They marveled over it all a moment in silence. Then Marcia burst out: "Oh, Cecily, we've been so worried about you! We couldn't think why you didn't even take the letters any more. Have you been very ill?"

"Why, I don't know—I just feel horrid most of the time. My head aches a lot, and every once in a while I'm awfully cold, and then I seem to be burning up—"

"Why, I believe you must have malaria!" interrupted Marcia. "That's what Aunt Minerva has sometimes. You ought to go out more, and have fresh air and—sunshine—" She stopped suddenly, remembering the conditions. "But anyway, it isn't serious," she hurried on, after an embarrassed pause. "And you ought to have some quinine. I wonder if Miss Benedict would let us get it for you. I'll ask her, later." Then they hurried on to tell her how they had continued to send down a note every night, hoping that she would get it, and how they had feared that she might have gone away.

And Cecily, in return, told them how she had enjoyed the notes and gifts, but how guilty she had always felt about receiving them, especially when she had answered them.

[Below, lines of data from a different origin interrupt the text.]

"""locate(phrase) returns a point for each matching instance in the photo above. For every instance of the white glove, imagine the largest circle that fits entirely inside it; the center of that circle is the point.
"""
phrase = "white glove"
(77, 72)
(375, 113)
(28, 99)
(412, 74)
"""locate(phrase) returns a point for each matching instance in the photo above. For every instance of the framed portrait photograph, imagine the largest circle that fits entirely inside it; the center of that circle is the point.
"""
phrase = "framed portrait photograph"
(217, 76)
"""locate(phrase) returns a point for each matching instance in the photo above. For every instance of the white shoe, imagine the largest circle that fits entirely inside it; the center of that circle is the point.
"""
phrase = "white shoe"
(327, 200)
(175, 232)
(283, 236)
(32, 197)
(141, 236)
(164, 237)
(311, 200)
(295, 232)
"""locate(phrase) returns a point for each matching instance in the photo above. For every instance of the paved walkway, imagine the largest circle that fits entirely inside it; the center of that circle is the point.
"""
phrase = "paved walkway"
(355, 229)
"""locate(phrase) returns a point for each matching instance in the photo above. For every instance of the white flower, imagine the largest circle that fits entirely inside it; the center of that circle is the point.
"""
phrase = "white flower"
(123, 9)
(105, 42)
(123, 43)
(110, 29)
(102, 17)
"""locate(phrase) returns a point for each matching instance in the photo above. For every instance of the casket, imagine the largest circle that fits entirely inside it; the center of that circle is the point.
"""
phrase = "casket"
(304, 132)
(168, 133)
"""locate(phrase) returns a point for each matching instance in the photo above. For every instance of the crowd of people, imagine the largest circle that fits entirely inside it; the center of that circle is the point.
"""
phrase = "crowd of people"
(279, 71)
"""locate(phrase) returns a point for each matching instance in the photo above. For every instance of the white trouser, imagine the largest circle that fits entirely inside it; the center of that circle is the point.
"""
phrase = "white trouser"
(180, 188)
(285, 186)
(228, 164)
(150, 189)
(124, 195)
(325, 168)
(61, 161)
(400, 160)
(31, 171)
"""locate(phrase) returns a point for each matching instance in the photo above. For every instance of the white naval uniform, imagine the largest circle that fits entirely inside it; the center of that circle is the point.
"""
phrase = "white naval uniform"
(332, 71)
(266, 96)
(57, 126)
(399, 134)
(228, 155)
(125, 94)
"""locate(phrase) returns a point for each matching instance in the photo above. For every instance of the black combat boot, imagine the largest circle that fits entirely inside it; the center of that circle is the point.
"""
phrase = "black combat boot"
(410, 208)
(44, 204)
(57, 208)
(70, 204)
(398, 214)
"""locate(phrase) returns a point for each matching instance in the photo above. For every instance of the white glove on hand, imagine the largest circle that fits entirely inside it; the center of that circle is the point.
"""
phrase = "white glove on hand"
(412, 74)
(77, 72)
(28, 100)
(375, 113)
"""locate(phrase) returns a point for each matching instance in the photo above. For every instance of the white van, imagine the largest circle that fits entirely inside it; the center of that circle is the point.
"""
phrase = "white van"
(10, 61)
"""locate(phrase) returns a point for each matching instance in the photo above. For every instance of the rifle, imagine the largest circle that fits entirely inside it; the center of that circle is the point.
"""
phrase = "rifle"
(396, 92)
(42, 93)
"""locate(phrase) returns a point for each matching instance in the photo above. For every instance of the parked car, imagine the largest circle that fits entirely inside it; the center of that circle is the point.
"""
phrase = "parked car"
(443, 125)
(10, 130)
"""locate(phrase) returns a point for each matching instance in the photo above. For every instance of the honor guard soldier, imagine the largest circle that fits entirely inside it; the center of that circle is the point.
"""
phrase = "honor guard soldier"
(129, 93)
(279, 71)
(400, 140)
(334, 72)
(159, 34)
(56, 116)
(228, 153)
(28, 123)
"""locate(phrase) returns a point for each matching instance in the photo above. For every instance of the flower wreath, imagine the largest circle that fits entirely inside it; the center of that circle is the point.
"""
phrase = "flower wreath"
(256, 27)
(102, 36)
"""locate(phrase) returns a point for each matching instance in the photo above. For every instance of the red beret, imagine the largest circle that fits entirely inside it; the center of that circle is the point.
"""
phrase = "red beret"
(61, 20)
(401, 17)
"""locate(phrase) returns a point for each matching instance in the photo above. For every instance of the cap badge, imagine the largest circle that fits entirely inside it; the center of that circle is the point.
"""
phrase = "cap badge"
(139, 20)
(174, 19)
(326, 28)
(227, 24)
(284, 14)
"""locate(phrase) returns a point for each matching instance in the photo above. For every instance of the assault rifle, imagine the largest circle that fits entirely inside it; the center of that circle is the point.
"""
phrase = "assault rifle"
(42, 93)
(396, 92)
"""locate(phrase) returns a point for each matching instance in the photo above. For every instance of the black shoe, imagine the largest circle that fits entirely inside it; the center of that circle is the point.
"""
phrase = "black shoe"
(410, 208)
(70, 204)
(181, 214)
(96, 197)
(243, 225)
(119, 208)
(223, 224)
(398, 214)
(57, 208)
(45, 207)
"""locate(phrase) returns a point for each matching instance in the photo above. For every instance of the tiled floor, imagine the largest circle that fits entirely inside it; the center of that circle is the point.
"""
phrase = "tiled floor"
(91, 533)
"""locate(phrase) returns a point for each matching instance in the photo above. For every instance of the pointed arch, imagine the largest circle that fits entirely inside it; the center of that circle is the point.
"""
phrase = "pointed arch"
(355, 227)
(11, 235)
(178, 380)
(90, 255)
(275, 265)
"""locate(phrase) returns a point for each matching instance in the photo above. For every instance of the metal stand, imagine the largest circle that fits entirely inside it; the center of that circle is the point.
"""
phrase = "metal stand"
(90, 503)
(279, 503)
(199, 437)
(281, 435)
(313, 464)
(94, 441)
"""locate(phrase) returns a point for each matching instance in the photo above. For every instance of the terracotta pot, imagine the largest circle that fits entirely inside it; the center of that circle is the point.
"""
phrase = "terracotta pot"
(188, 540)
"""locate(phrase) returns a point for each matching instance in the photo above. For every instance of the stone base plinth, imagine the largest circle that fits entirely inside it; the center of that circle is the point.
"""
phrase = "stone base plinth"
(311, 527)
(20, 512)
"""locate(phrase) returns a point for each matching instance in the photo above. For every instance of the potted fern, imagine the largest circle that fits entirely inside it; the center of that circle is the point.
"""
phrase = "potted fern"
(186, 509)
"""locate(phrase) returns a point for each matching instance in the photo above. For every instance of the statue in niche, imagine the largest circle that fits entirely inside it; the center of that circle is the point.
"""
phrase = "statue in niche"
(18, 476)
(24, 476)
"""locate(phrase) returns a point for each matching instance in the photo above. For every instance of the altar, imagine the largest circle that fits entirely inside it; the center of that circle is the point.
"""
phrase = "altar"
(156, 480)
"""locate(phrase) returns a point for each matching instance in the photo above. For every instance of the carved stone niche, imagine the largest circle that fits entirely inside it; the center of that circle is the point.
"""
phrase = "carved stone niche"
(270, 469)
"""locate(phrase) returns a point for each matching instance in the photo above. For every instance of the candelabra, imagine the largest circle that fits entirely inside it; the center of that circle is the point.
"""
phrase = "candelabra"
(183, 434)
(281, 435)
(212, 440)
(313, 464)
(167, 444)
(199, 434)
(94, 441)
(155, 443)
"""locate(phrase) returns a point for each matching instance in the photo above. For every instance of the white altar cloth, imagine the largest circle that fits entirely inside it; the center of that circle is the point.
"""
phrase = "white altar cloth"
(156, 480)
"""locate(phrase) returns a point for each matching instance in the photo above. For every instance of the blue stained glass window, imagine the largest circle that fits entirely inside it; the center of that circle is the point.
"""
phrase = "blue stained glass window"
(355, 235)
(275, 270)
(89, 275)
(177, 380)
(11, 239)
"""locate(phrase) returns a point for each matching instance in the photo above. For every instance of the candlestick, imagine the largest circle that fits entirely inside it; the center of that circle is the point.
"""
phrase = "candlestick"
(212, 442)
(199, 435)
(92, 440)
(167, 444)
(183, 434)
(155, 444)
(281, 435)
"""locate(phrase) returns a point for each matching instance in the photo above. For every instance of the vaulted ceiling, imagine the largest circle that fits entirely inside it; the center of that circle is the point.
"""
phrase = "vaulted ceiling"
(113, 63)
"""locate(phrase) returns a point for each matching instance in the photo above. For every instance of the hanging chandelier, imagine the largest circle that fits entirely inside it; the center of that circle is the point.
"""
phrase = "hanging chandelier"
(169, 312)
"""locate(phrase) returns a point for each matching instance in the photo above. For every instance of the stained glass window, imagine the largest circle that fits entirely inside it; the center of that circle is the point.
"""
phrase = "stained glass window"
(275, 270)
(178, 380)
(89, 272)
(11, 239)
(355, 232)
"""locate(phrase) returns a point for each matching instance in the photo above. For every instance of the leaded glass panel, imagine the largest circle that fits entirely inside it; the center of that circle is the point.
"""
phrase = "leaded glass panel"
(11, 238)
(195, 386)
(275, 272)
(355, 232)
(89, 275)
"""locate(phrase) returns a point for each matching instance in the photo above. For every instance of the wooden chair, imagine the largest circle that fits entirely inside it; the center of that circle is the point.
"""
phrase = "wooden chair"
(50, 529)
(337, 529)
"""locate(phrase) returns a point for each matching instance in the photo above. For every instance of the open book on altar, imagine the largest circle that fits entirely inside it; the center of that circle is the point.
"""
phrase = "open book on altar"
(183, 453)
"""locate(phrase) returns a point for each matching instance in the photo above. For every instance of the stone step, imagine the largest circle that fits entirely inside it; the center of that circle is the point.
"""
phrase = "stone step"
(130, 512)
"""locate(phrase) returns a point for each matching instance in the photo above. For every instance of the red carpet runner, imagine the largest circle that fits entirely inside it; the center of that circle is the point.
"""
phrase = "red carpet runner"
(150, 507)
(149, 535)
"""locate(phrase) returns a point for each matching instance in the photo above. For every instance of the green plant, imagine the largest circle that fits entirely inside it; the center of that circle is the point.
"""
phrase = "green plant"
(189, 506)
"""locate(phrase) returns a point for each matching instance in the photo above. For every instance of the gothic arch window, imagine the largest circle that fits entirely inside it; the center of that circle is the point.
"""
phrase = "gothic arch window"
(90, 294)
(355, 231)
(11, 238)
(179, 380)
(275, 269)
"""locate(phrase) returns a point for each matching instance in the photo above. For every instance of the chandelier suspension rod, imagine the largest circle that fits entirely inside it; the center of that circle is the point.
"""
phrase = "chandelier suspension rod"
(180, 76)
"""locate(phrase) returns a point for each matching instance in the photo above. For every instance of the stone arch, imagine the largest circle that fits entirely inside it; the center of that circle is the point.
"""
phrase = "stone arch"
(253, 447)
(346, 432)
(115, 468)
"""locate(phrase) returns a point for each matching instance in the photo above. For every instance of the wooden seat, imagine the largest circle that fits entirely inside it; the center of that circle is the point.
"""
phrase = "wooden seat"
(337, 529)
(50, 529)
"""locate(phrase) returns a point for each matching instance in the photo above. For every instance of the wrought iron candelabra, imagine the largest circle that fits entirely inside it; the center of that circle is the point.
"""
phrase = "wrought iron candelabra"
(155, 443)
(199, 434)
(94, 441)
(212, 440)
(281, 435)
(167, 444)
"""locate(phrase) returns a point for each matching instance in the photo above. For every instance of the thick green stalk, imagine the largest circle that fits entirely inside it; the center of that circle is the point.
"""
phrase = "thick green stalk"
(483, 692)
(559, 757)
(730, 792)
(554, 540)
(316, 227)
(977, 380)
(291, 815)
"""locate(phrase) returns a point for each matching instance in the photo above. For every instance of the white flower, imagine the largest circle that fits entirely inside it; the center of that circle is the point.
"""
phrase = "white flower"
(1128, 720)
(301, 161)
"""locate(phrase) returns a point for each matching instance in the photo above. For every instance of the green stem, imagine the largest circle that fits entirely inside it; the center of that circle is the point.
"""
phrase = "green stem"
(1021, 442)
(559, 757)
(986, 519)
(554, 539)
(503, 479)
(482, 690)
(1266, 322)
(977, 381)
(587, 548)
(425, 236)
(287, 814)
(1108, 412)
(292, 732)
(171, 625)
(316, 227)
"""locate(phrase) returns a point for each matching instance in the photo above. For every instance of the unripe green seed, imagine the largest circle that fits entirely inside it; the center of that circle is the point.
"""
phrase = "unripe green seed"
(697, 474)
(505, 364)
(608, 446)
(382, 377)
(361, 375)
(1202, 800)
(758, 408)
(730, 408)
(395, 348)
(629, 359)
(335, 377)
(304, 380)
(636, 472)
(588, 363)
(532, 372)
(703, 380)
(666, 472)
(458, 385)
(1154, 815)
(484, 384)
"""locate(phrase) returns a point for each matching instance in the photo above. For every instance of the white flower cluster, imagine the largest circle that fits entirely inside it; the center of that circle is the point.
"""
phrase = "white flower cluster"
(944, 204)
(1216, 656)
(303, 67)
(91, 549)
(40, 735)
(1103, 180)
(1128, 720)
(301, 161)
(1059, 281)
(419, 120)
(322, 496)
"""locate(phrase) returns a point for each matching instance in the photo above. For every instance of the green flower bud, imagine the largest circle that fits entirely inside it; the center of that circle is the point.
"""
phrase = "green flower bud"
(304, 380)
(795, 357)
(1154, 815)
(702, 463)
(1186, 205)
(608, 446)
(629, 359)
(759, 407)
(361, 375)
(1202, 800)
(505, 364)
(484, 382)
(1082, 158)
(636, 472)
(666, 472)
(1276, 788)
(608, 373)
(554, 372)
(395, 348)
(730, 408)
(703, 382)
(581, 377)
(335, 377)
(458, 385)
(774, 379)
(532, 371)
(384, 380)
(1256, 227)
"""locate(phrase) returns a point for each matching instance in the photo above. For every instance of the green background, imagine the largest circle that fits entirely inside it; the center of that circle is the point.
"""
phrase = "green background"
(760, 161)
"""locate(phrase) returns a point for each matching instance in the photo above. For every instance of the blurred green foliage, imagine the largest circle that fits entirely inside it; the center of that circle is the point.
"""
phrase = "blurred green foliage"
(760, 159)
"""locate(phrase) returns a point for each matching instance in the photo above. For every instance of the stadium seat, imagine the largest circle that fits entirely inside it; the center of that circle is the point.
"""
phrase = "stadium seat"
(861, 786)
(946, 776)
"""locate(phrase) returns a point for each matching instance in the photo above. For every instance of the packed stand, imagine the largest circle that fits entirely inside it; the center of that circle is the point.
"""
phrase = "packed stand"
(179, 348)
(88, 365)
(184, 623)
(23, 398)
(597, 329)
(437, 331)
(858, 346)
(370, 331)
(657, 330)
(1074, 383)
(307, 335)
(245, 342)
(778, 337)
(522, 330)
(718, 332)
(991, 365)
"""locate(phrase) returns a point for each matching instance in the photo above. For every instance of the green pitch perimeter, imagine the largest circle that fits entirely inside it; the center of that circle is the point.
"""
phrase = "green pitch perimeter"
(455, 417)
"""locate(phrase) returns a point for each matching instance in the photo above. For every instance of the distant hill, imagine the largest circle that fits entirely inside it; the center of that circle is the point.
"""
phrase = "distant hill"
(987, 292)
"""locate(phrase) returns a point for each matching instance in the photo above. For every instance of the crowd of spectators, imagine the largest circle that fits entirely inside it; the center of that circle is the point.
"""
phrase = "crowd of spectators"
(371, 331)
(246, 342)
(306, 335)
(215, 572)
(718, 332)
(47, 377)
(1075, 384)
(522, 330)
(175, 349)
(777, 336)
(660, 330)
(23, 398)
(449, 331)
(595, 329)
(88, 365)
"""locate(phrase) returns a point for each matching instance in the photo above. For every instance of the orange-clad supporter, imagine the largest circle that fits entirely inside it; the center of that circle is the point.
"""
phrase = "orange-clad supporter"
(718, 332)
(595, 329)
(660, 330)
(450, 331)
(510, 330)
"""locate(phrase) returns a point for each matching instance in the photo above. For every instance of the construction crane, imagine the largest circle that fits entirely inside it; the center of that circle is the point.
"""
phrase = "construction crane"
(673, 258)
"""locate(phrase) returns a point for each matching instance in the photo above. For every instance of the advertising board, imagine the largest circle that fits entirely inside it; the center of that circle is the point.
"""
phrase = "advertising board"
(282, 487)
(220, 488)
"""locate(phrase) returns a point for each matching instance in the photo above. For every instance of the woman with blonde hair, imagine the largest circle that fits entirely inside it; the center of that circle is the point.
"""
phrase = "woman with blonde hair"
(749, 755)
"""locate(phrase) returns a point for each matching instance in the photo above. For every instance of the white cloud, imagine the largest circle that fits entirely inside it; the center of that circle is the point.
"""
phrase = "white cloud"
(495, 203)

"And I finished embroidering the boudoir-cap," she ended, "and—and I gave it to Miss Benedict."

"You did?" they both gasped.

"Oh, I hope you don't mind!" exclaimed Cecily, hastily; "but—but I felt as if I wanted to do something for her. She—I—I think I'm getting to like her—more and more."

"What did she say?" asked Marcia. "Was she pleased? I can't imagine her wearing such a thing."

"She looked at it and then at me—very strangely for a minute. Then she said: 'Thank you, child. I—I never wear such things, but I'll keep it—for your sake!'"

"Isn't that queer!" exclaimed Janet. "You thought she cared nothing about you!"